2017 年度の講義概要のデータベースを検索します。
学部・研究科
Faculty/Graduate School
政策
時間割コード
Course Code
86453
科目名
Course title
サブテーマ
Subtitle
政治学史と政策
授業形態/単位
Term/Credits
クラス
Class
/2
担任者名
Instructor
安武 真隆
曜限
Day/Period
火3
授業概要
Course Description
到達目標
Course Objectives

言語 / Language

日本語(Japanese)

授業概要 / Course Description

世の中には変わり易いものと、変わりにくいものがある。変化の激しい昨今、「今ここ」で役立つことに目が向かいがちなのは否めない。しかし、「今ここ」で役に立つことが、諸君が社会に巣立った後にも役に立つとは限らない。即戦力となる情報は、即戦力外通告を受ける情報ともなりやすいことを覚悟しなければならない。むしろ「今ここ」に執着した近視眼的で軽薄な「実践」性よりも、どのような場面に出くわしても動じない、より広い射程の育成こそ、大学教育には求められるべきではないか。そのためは、「今ここ」とは異なった文脈で書かれた過去の古典と取り組むことが、迂遠なように見えて王道であると、講義担当者は信じている。大きな樹に成長するためには、根元に近い場所に水や肥料をやるのではなく、少し遠いところにやった方がよいからである。(近年、企業の若手幹部候補生を集めたセミナーが盛んになりつつあるが、そのような場においてしばしば指定されるテクストが、本講義で扱うものと重なっていることは興味深い。オバマ元大統領が学生時代に知的に覚醒したのも、政治思想のゼミにおいてであった。)

 本講義では、日本の近代化にも多大な影響を与えた欧米の政治学・政治的言説の歴史的展開を概観する。本講義で紹介する過去の政治学が「今ここ」で即効性を持つとは保証できない。むしろ「役に立たない」かもしれない。しかし、千年以上も前に書かれた書物が今なお読み継がれていることを想起するならば、「今ここ」で「役に立たない」ことを敢えてやることの意味も自ずと分かってくるであろう。
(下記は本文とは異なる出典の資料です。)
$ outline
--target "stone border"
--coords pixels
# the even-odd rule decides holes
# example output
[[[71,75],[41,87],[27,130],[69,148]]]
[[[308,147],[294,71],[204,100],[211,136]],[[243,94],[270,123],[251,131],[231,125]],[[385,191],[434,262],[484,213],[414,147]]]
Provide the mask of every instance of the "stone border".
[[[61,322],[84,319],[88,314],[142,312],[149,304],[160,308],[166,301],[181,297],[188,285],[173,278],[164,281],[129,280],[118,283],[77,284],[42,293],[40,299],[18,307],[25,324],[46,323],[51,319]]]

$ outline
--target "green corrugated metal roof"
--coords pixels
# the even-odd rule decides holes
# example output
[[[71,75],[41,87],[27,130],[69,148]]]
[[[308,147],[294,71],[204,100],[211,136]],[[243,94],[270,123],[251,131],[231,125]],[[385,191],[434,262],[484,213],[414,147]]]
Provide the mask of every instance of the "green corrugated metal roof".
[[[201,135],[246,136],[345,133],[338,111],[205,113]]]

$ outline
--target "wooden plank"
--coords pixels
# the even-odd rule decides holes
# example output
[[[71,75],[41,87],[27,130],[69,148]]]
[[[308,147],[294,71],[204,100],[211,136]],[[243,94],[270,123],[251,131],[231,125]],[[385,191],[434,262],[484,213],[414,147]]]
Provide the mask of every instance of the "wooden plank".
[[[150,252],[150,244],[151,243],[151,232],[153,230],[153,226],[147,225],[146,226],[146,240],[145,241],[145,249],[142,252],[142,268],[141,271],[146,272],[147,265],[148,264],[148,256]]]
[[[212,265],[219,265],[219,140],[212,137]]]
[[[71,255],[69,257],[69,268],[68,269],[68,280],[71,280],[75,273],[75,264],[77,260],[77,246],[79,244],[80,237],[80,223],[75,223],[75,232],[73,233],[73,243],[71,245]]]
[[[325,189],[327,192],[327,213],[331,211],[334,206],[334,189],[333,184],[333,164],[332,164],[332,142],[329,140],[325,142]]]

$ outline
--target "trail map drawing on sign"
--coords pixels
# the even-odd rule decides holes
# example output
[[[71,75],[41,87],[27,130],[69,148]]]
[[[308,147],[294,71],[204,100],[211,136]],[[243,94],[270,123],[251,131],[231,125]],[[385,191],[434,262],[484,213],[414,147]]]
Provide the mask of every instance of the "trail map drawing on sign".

 少なくとも西欧において、およそ名のある政治家・政治学者であれば誰であれ、この講義で紹介する、プラトン、アリストテレス、キケロ、マキアヴェッリ、ホッブズなどの著作を単に時代遅れのものとはせず古典として親しみ、そのうえで、それぞれの時代の政治学を展開してきた。つまり、それぞれの時代において政治について語り、その時代の政策を構想した人々は、目の前の政治について考えるにあたって、古い本を読みながら考えるという態度を身につけていた。彼らは、まず過去に向かって助走してはじめて、現在を見据え未来を展望をすることができると考えていたのである。

到達目標 / Course Objectives

 本講義では、紹介した政治思想の内在的理解を到達目標とする。

授業計画
Course Content

授業計画 / Course Content

スケジュール案は以下の通りである。
1.  Introduction
2.  トマス・モア  『ユートピア』
3.  サラマンカ学派  (セブル・ベタ)
4.  サラマンカ学派  (ラス・カサス)
5.  宗教改革とルター
6.  カルヴァン
7.  モナルコマキ
8.  ジャン・ボダン
9.  イングランド内乱期の政治思想
10.  トマス・ホッブズ  『リヴァイアサン』 第1・2部
11.  トマス・ホッブズ  『リヴァイアサン』 第3・4部
12.  ハリントン  『オシアナ』12. ロック  『統治二論』
13.  モンテスキュー
14. ルソー、トックヴィル
15. 総括と質疑

授業時間外学習 / Expected work outside of class

基幹科目の「政治学史」の講義内容をある程度前提として講義を展開するので、未履修の者は、合わせて受講することを強く推奨しておきたい。

成績評価の方法・基準
Grading Policies /
Evaluation Criteria

方法 / Grading Policies

定期試験を行わず、到達度の確認(筆記による学力確認)と平常成績で総合評価する。  
複数回の平常試験(100%)。ただし、必要に応じてレポートの成績も勘案することがある。

履修者数等を勘案して、定期試験を実施する場合もありえる。履修者数が多数になった場合には、成績評価方法を「定期試験(16週目)」に変更することがあります。
成績評価方法が変更になった場合は、インフォメーションシステム等で連絡します。

基準 / Evaluation Criteria

紹介した政治思想を内在的に理解できているかどうかを評価の基準とする。

教科書
Textbooks


プリントを配布

参考書
References

『はじめて学ぶ政治学』  (ミネルヴァ書房)   

備考
Other Comments

基幹科目の「政治学史」を踏まえつつ講義が展開される。政治学史を受講していなくても平常試験において対応できるよう試験問題には配慮するが、より深い理解に到達するために「政治学史」の聴講を推奨しておく。